Diamantina, 4 de outubro de 2040
Quando já estávamos a menos de meio ano do Dia de Carnaval, as escolas de samba brasileiras decidiram adiar o tradicional desfile. O bom senso e o respeito pela vida prevaleceram nessa tomada de decisão. Confirmamos algo que já se sabia: as escolas brasileiras mais bem organizadas eram as escolas de samba. Nelas, havia espírito de corpo e criatividade. Talvez o espírito da Dona Ivone Lara, Diva do Samba e enfermeira do hospital psiquiátrico do Engenho de Dentro, tivesse inspirado a decisão. Ela, que, ao lado de Nise da Silveira, foi mestra no tratamento psiquiátrico dos brasileiros, humanizando tratamentos, curando através da música, levando o bloco de carnaval Loucura Suburbana a desfilar pelas ruas vizinhas ao hospital. O meu amigo Vítor, que o diga!
Fevereiro ainda vinha longe, o mundo contabilizava um milhão de mortos pela covid-19 e os foliões do Panamá imitavam o Brasil, anunciando a suspensão do Carnaval. Mas, no Brasil das escolas particulares, o entrudo fora antecipado para setembro e decorria mascarado de falsidade e tristeza.

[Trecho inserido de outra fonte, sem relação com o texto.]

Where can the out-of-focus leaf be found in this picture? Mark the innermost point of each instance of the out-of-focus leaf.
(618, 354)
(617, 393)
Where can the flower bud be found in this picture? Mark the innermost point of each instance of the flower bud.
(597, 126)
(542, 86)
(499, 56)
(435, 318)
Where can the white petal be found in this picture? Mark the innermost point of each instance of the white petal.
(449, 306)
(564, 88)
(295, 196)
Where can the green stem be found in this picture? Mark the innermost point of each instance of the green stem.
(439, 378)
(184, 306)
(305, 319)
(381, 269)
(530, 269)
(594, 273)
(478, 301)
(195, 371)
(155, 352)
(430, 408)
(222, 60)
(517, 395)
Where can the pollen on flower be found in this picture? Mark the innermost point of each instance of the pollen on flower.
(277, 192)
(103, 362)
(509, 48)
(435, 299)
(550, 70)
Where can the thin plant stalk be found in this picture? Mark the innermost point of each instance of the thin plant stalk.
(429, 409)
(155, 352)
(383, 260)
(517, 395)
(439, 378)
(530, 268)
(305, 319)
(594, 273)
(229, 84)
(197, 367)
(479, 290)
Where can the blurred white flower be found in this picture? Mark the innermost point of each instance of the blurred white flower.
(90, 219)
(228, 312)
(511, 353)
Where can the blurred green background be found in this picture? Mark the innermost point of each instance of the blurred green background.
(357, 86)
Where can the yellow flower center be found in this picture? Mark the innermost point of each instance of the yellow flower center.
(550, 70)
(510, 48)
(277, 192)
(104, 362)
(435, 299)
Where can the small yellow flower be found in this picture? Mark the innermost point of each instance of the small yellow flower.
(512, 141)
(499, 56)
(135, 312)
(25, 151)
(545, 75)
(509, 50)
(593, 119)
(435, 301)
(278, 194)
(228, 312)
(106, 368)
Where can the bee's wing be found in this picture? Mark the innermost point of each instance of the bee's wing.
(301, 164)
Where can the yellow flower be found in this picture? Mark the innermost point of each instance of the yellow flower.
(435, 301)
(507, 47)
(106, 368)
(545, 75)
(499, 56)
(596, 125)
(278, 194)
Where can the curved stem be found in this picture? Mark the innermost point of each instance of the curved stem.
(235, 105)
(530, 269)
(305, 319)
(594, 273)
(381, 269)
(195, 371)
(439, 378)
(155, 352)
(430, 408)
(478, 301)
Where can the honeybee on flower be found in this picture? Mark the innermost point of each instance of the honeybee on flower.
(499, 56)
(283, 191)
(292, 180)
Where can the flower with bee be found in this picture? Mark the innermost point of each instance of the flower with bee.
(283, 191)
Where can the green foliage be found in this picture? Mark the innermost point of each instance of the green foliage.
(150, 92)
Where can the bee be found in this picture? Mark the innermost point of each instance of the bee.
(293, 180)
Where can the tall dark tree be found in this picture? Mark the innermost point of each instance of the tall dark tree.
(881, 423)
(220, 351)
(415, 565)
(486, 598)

Antes desse fatídico “regresso”, professores denunciavam casos de aulas on-line dirigidas a trezentos alunos. Tinha sido inventada uma nova modalidade de ensinagem: o “ensino remoto por atacado”. Uma aluna de engenharia dizia que o número de alunos variava de acordo com a aula:
“Não sei quantas pessoas tem na chamada, mas assistindo aula tem 250 de segunda-feira, que é a aula mais lotada. Outros alunos da minha sala não conseguem entrar. Aparece um aviso de que a sala está lotada. O sistema fica pesado e cai, se você entra muito em cima. Na última aula, minha professora ficou uns quarenta minutos só chamando as turmas”.

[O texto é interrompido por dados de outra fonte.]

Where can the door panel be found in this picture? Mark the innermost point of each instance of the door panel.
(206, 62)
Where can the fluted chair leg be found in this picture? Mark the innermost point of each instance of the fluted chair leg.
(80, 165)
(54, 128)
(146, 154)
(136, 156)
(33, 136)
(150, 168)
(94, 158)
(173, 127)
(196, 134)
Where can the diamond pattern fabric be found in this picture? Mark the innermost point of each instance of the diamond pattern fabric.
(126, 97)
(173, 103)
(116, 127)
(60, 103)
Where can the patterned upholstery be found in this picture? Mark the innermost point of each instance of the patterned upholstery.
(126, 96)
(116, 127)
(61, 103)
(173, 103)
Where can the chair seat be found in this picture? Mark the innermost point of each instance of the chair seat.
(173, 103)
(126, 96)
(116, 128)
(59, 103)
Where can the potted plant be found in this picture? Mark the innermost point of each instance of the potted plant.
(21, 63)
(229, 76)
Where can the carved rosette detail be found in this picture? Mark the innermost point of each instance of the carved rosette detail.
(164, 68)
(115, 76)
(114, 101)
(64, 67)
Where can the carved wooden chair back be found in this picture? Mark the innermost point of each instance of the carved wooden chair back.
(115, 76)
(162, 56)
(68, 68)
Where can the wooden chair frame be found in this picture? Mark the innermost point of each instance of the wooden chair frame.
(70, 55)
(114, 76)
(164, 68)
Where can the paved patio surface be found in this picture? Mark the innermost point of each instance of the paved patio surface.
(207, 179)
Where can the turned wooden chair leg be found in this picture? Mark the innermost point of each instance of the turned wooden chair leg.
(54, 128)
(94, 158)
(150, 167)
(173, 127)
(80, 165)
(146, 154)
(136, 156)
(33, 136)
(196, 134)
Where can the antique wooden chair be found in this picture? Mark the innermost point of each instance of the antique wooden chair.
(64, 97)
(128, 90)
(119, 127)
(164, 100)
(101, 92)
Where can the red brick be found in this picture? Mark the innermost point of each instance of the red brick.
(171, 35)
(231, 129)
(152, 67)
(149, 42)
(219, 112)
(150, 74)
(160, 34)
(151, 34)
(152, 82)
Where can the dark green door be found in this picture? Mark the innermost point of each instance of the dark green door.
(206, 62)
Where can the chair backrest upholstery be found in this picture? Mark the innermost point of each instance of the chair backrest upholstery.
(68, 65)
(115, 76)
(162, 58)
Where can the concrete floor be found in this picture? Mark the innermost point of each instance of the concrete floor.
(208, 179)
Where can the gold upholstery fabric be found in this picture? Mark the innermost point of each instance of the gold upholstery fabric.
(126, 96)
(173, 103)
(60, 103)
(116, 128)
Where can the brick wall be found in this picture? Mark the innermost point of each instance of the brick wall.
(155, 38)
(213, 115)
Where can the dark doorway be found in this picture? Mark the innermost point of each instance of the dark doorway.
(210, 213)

Numa universidade, cerca de quinhentos docentes foram demitidos no primeiro semestre de 2020. A redução das horas de trabalho era um dos aspectos de um movimento do ensino superior privado, que um sindicalista classificou de “imoral, mas legal”. Professores ficavam a saber da sua demissão, quando mensagens de pop-up surgiam na tela do computador. Um docente acreditava vir a ser demitido como retaliação por ter protestado com coordenadores em grupos de WhatsApp e avisado alunos da disciplina:
“Os alunos ficaram três semanas sem minhas aulas e eles colocaram um professor de outra área, que não sabia o que fazer”.
A pandemia produzia estragos, mas o instrucionismo universitário causava prejuízo maior. Docentes de universidades privadas relatavam precarização e depressão, referindo-se à redução das suas horas de trabalho:
“A minha angústia e ansiedade aumentaram drasticamente, A palavra que melhor define meu momento é desespero. A redução torna o meu sustento inviável, visto que minha única fonte de renda é a universidade. É cruel!”
Infelizmente, estes professores não se apercebiam de que estavam colhendo o que haviam semeado, era demitido à distância quem fazia ensinagem à distância. Professores de dar aula eram trocados por robôs. Sem que os alunos soubessem, houve uso de robôs no lugar de professores para correções de atividades. O instrucionismo assumia a sua máxima expressão economicista.
Que tempos eram aqueles! No “superior” feudal, reinava uma vassalagem opressora, a sobredeterminação da burocracia e da finança e um normativismo ignorante. Como diria o Ruy, “de tanto ver triunfar as nulidades, de tanto ver prosperar a desonra, de tanto ver crescer a injustiça, de tanto ver agigantarem-se os poderes nas mãos dos maus, o homem chega a desanimar da virtude, a rir-se da honra, a ter vergonha de ser honesto.”